DeepWear refers to research on proposing new designs by identifying the features of one or more fashion brands, using deep learning (DCGANs). Although an outstanding designer produces many fans, there is a limit to the amount of work that the person can undertake. However, a computer incorporating a deep-learning neural network can learn by observing the products, and much like an outstanding assistant, is able to output many ideas for new products. Moreover, by learning the features of many designers, it is also able to propose new brands by blending the features of multiple brands. The intelligence of computers based on learning of fashion design, can be used for the generation of ideas by designers, and can also provide hints for new products to manufacturers. Moreover, it also enables end users to place order for garments that match both the features of a favorite brand and the users’ personal preferences.
■ Case 1.
You have commenced a service in which the product is made in your factory after obtaining the image of the original design from the customer, but it is unable to optimize the designs. You think that it will be difficult to sustain the brand as a service if quality variations occur due to the customer’s design experience. You are looking for ways to optimize the design based on the ideal brand image of the customer and the closer brand image that the provider wants to realize before cutting the pattern and sewing the garment.
Output of several images as proposals for new design after learning brand features
In the general production method, the patterner generates the production drawing based on the 2D images created by the fashion designer, and then a worker stiches together the cloth pieces cut for each part to complete the garment. In our system, for a specific brand for which deep learning has been undertaken to learn the features of the designer’s creations, we have mechanized the creation of sketches that constitute the basic data necessary in generating patterns. We are using deep convolutional generative adversarial networks (DCGANs), as the images need to be generated at a resolution appropriate for the patterners to use.

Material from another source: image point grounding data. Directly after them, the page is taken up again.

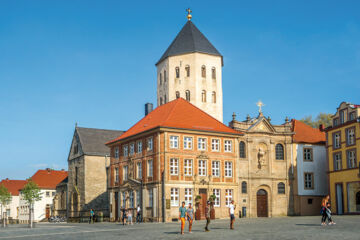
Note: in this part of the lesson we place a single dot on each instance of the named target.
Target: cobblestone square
(347, 227)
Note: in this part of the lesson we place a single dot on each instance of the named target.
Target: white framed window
(228, 196)
(131, 198)
(124, 199)
(174, 142)
(228, 169)
(174, 166)
(215, 166)
(125, 173)
(139, 170)
(187, 142)
(150, 144)
(125, 150)
(202, 167)
(188, 196)
(116, 153)
(202, 144)
(132, 148)
(174, 197)
(150, 168)
(216, 192)
(215, 145)
(151, 197)
(188, 167)
(139, 147)
(228, 146)
(116, 175)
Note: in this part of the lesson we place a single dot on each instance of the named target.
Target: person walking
(207, 216)
(182, 216)
(138, 214)
(92, 213)
(232, 208)
(129, 215)
(190, 216)
(124, 215)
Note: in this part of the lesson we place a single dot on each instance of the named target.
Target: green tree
(5, 199)
(31, 194)
(322, 118)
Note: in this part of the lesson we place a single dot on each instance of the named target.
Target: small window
(244, 187)
(309, 181)
(242, 149)
(187, 69)
(187, 95)
(279, 149)
(177, 72)
(281, 188)
(203, 96)
(213, 73)
(203, 71)
(213, 96)
(308, 154)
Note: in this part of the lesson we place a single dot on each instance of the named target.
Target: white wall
(318, 166)
(39, 206)
(13, 207)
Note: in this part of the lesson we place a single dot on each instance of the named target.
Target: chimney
(148, 108)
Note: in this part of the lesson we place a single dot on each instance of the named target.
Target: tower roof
(180, 114)
(189, 40)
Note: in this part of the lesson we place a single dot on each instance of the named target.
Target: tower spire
(189, 15)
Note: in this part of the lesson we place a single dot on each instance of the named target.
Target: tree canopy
(322, 118)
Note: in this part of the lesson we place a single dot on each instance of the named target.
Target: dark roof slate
(189, 40)
(93, 140)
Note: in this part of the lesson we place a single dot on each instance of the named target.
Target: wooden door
(262, 203)
(116, 206)
(203, 194)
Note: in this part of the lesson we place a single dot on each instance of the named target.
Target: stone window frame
(215, 168)
(174, 197)
(228, 169)
(218, 144)
(334, 161)
(279, 155)
(199, 144)
(172, 141)
(347, 158)
(333, 139)
(188, 168)
(227, 146)
(311, 154)
(185, 142)
(306, 180)
(174, 166)
(347, 136)
(217, 193)
(201, 168)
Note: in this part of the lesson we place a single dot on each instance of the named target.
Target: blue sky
(92, 62)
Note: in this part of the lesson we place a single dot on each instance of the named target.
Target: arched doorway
(357, 200)
(262, 203)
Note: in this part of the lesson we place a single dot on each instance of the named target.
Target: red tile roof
(306, 134)
(178, 113)
(13, 186)
(48, 179)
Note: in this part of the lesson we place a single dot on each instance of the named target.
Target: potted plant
(198, 210)
(212, 203)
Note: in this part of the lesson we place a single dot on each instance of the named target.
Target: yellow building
(343, 152)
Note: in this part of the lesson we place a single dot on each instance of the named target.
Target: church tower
(191, 68)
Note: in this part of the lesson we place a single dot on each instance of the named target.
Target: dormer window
(203, 71)
(177, 72)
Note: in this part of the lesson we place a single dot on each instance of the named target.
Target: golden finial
(189, 15)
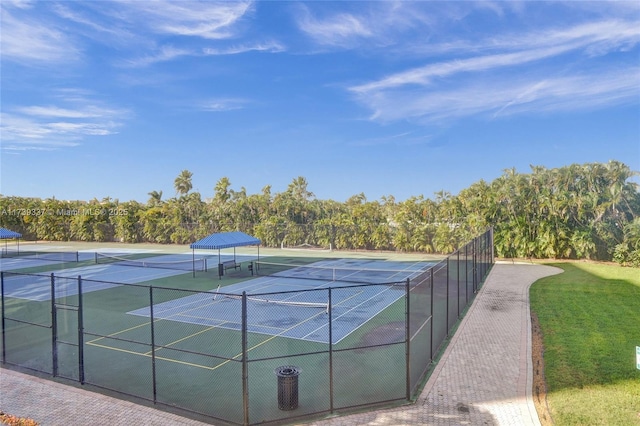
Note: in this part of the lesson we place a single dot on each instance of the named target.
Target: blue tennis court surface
(35, 261)
(38, 287)
(299, 310)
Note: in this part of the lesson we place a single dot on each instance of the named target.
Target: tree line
(580, 211)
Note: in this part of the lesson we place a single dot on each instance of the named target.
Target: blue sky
(116, 98)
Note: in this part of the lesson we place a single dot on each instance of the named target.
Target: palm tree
(183, 182)
(156, 198)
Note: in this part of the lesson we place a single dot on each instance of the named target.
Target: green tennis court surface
(298, 307)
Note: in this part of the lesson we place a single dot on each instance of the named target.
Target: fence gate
(66, 328)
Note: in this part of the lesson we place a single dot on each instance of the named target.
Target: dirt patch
(539, 382)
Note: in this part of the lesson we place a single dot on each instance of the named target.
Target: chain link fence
(222, 356)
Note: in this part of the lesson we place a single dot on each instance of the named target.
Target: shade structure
(223, 240)
(6, 234)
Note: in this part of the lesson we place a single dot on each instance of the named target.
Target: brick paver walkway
(483, 378)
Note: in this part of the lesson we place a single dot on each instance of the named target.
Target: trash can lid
(287, 370)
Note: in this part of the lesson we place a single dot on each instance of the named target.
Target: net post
(245, 366)
(407, 337)
(80, 334)
(153, 345)
(54, 328)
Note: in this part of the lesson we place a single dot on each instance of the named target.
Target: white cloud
(271, 46)
(223, 104)
(506, 82)
(338, 30)
(494, 97)
(30, 40)
(52, 126)
(208, 20)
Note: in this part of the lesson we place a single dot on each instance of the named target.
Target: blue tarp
(6, 234)
(225, 240)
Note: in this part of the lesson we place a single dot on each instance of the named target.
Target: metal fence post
(153, 346)
(447, 312)
(407, 340)
(431, 313)
(80, 334)
(54, 328)
(4, 338)
(245, 369)
(330, 352)
(458, 279)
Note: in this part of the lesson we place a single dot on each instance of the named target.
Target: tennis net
(272, 301)
(334, 273)
(55, 256)
(199, 264)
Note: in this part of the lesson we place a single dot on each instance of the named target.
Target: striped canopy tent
(223, 240)
(6, 235)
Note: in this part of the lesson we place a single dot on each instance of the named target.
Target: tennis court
(210, 345)
(29, 259)
(114, 270)
(294, 302)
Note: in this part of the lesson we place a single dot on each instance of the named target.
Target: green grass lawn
(590, 320)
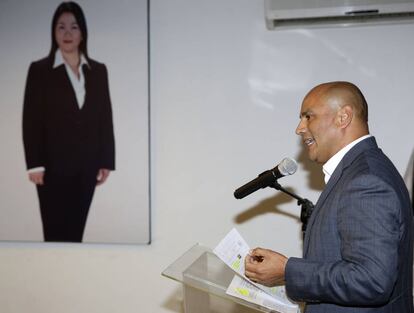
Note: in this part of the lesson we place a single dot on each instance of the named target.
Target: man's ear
(344, 116)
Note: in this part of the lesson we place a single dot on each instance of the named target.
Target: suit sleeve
(33, 126)
(369, 226)
(107, 140)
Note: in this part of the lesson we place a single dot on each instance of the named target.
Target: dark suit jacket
(358, 246)
(56, 133)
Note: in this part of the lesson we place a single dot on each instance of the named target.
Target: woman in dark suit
(67, 127)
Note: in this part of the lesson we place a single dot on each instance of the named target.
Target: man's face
(318, 128)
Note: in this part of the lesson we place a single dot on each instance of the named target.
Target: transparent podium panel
(205, 279)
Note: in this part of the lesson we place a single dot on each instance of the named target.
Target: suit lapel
(319, 204)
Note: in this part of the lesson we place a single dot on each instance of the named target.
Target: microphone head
(288, 166)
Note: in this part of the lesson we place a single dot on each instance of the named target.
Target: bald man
(358, 244)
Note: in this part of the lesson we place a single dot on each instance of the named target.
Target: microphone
(288, 166)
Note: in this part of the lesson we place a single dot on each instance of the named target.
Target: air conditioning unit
(291, 13)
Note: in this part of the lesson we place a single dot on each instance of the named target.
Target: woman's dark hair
(76, 10)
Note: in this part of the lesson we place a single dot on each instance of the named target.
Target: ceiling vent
(294, 13)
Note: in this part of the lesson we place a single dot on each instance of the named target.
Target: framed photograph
(74, 120)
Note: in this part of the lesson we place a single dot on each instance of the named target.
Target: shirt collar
(330, 166)
(59, 60)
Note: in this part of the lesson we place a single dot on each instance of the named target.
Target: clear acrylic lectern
(205, 279)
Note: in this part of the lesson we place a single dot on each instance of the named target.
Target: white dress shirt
(78, 84)
(330, 166)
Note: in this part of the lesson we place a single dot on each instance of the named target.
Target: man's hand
(37, 177)
(266, 267)
(103, 174)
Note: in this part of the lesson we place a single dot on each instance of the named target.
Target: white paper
(242, 289)
(232, 250)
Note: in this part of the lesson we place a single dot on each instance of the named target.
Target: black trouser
(64, 205)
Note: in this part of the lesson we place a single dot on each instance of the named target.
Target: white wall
(225, 100)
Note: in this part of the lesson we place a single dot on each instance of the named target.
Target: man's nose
(301, 128)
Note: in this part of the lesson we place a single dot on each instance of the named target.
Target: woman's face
(67, 33)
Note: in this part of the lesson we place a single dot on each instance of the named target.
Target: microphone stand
(306, 206)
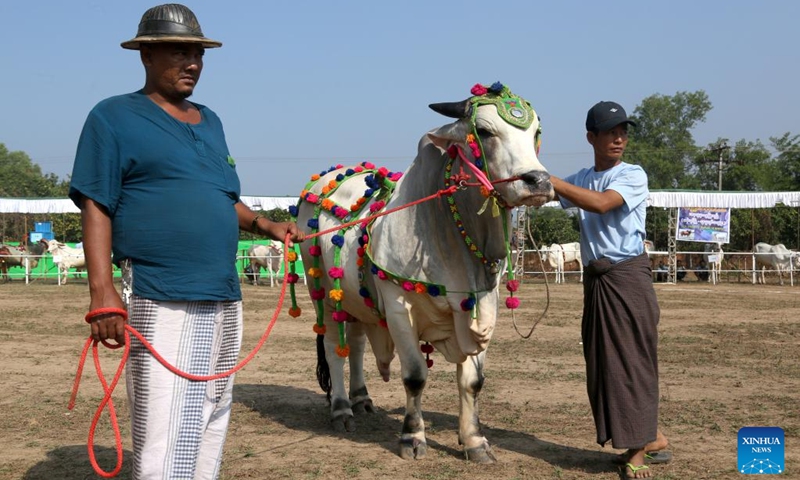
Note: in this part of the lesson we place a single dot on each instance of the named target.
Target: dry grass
(728, 358)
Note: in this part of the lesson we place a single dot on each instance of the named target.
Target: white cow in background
(268, 257)
(777, 257)
(65, 258)
(557, 255)
(16, 257)
(714, 256)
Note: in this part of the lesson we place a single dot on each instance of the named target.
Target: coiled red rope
(108, 389)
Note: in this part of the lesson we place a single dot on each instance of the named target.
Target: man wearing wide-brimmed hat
(158, 189)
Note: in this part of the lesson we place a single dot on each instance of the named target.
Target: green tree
(274, 215)
(787, 162)
(662, 141)
(747, 166)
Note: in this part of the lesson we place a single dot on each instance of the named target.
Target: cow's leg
(359, 397)
(470, 382)
(341, 412)
(414, 372)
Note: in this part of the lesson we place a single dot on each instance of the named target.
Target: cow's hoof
(343, 423)
(365, 406)
(412, 449)
(482, 454)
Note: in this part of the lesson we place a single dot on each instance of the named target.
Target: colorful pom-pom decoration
(478, 90)
(512, 285)
(343, 352)
(336, 272)
(512, 303)
(468, 304)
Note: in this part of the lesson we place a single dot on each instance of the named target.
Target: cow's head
(500, 133)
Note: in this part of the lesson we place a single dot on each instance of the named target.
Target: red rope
(108, 389)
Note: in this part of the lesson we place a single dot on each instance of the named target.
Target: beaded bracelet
(106, 310)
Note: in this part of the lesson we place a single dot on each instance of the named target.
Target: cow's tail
(323, 369)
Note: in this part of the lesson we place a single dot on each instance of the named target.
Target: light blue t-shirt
(617, 234)
(170, 191)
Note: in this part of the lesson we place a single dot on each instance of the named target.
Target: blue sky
(304, 85)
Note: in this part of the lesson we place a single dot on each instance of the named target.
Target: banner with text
(704, 224)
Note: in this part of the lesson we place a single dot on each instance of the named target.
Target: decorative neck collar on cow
(511, 108)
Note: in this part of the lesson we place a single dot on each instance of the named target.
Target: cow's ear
(452, 109)
(447, 135)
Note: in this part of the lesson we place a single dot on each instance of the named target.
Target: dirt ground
(728, 358)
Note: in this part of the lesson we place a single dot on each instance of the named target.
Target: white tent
(657, 198)
(65, 205)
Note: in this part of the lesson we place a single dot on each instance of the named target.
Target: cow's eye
(483, 132)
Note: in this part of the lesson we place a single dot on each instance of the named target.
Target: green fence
(46, 269)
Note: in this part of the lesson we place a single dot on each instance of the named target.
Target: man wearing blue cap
(154, 179)
(620, 309)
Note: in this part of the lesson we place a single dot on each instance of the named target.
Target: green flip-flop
(654, 458)
(661, 456)
(634, 469)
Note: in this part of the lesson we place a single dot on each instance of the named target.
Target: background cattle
(713, 256)
(65, 258)
(421, 281)
(16, 257)
(558, 255)
(776, 257)
(268, 257)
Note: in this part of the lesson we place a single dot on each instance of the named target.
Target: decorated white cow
(776, 257)
(427, 273)
(558, 255)
(714, 256)
(11, 256)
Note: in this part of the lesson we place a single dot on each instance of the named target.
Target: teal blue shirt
(170, 191)
(617, 234)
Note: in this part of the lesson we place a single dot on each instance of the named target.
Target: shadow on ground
(302, 410)
(72, 463)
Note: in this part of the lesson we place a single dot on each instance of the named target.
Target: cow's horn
(452, 109)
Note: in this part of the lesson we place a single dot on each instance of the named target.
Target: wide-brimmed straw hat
(171, 22)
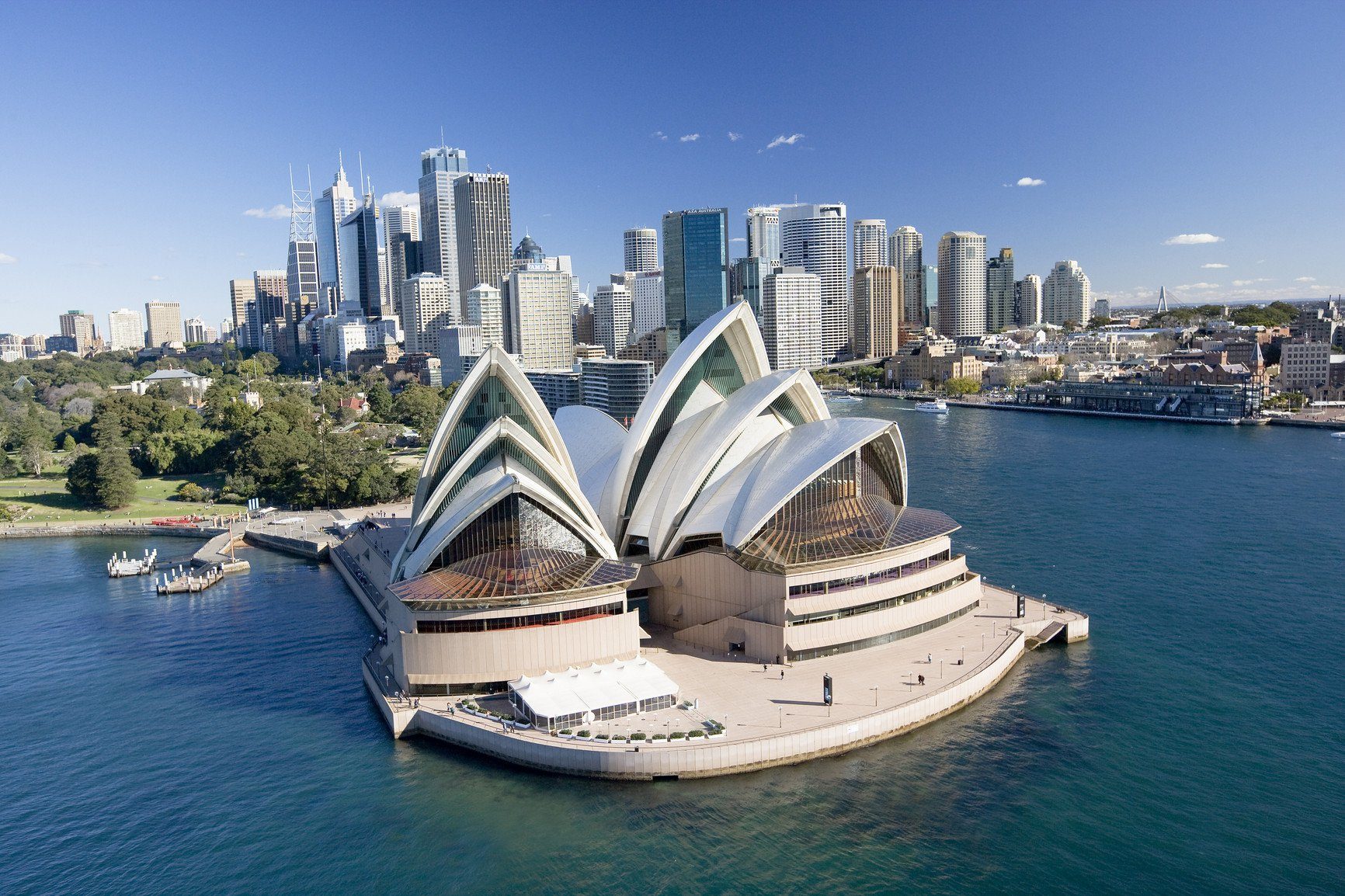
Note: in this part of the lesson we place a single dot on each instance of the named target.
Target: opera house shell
(735, 512)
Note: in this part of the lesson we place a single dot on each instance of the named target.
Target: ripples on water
(224, 743)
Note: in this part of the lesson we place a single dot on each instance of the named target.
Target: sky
(1196, 146)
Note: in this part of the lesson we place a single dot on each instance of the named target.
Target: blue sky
(136, 136)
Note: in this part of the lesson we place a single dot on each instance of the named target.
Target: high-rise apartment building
(764, 233)
(878, 323)
(537, 304)
(1065, 295)
(426, 308)
(815, 237)
(440, 167)
(646, 303)
(332, 207)
(163, 321)
(485, 231)
(78, 326)
(999, 292)
(642, 249)
(242, 297)
(125, 332)
(612, 318)
(362, 283)
(905, 249)
(871, 242)
(696, 268)
(1028, 301)
(962, 284)
(486, 311)
(791, 318)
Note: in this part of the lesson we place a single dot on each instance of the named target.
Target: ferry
(937, 407)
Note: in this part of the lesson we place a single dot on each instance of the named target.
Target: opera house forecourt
(735, 582)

計算機・デザイナー・顧客の知能を融合させ、新たな服飾⽂化を構築
Establishing a new dress culture by fusing intelligence of computers, designers, and customers
We are intending the social implementation of a program to generate new garments from design images by concurrently conducting research on the process of user evaluation of pattern making, sewing, and the finished product. Moreover, it is possible to apply this to a service for directly ordering tailored brand products matching personal preferences, by developing software to enable latent variable adjustments by the customers themselves.